Кузьмич сильно рисковал, пропуская чужих за периметр, поэтому бо́льшую часть денег отдавал военным. Сам же довольствовался малым.

– Доброго утречка! – привычно прошамкал беззубым ртом старик, глядя, как Тихий выходит к нему из кустов.

Сутулый, худой как жердь, с дынеобразной лысоватой головой, Кузьмич смотрел на гостя и добро улыбался.

– И тебе не хворать, Кузьмич! – ответил парень, подходя ближе. – Как дела?

Собачонка, привязанная у калитки, залилась писклявым лаем.

– Греда, мать-перемать! Фу! Я сказал: фу! У-у, псина! – Старик погрозил ей кулаком.

Собака виновато поджала хвост, гремя цепью, спряталась в будке.

Кузьмич повернулся к гостю, ответил:

– Да какие дела? Дела у прокурора. У нас так, делишки.

И так крепко пожал руку Тихого, что у сталкера захрустели суставы.

Постояли, помолчали.

– Держи, гостинцев тебе принес.

Тихий протянул рюкзак.

– Гостинцы? Это хорошо. Благодарствую.

Старик привычным жестом забрал ношу, даже не проверяя ее содержимое: доверял. Да и кто рискнет обманывать Кузьмича? Беду накличешь. Это тоже старая примета.

– А ты к Матушке собрался в гости?

Кузьмич Зону только так называл – Матушка. Никак иначе. Казенно-уголовное слово «зона» резало слух когда-то оттоптавшему пятнашку строгача за дела давно минувших дней старику. Тихий пытался как-то осторожно выяснить, за что Кузьмичу такой срок впаяли, но тот лишь сухо отвечал: «За диссидентство», – и быстро переключался на другие темы.
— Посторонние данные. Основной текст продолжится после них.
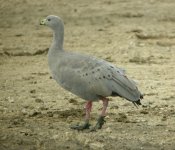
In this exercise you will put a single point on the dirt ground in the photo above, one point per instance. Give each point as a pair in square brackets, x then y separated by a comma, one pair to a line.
[35, 113]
– К ней самой, – ответил гость.

Говорить, по какому поводу идут в Зону, тоже считалось среди сталкеров плохой приметой, поэтому Кузьмич не стал уточнять цель визита. Лишь кивнул:

– И то хорошо, что ноги в порядке и есть куда ходить. Важна ведь не цель – путь к ней.

– Верно, – кивнул Тихий, особо не вдаваясь в философию старика.

Постояли немного на прохладном утреннем ветерке. Кузьмич достал было сигарету, да спохватился:

– Чайку хлебнешь?

– Нет, благодарю. Спешу.

– Ну тогда давай, не стану задерживать.

Старик махнул рукой, приглашая войти в дом. Тихий пошел.

Внутри пахло кислой капустой и табаком. Спартанское убранство говорило о том, что хозяин живет один. Насколько помнил Тихий, жена Кузьмича умерла давно, лет десять назад, с тех пор он один тут и обитал. Хотя один – это не совсем верно. Каждую неделю, а то и чаще, к нему наведывались такие же, как Тихий, гости. Нелегальные сталкеры давно пронюхали один секрет, который имелся у старика. С помощью этого секрета можно было попасть в Зону, минуя все кордоны и КПП, без шума и пыли.

А старик и не против пропустить. И брал недорого – продуктами. А все деньги относил местному подполковнику – чтобы тот о его домике, стоящем на самой границе Зоны, не вспоминал. И все довольны.

– На днях кипение было, – прошептал Кузьмич, кивая на пол.

– Кипение? – переспросил Тихий, не понимая, о чем старик ему толкует.

– Ага. Я заглянул – а «бульон» кипит. Такая рябь и пузырьки по поверхности. Верно, черти огня дали во всю мощь, вот и кипит «бульон». И сияние. Красное. Давно такого не было – я по календарю сверялся.

Тихий лишь кивнул – сказать что-либо по этому поводу он не решился.

– Это какой-то знак. Но расшифровать не могу, – загадочно продолжил Кузьмич. Он, хоть и имел пять классов образования, любил науку и пытался во всем выискать закономерности. – Я проверял – ровно три года и семь месяцев назад было такое же кипение. Только там зеленоватый отблеск был. А тут красное кипение, – пробормотал дед и многозначительно протянул: – М-да, дела.

«Не свариться бы», – только и подумал Тихий, наблюдая, как старик, кряхтя, становится на колени и подслеповато рыщет по деревянному полу руками.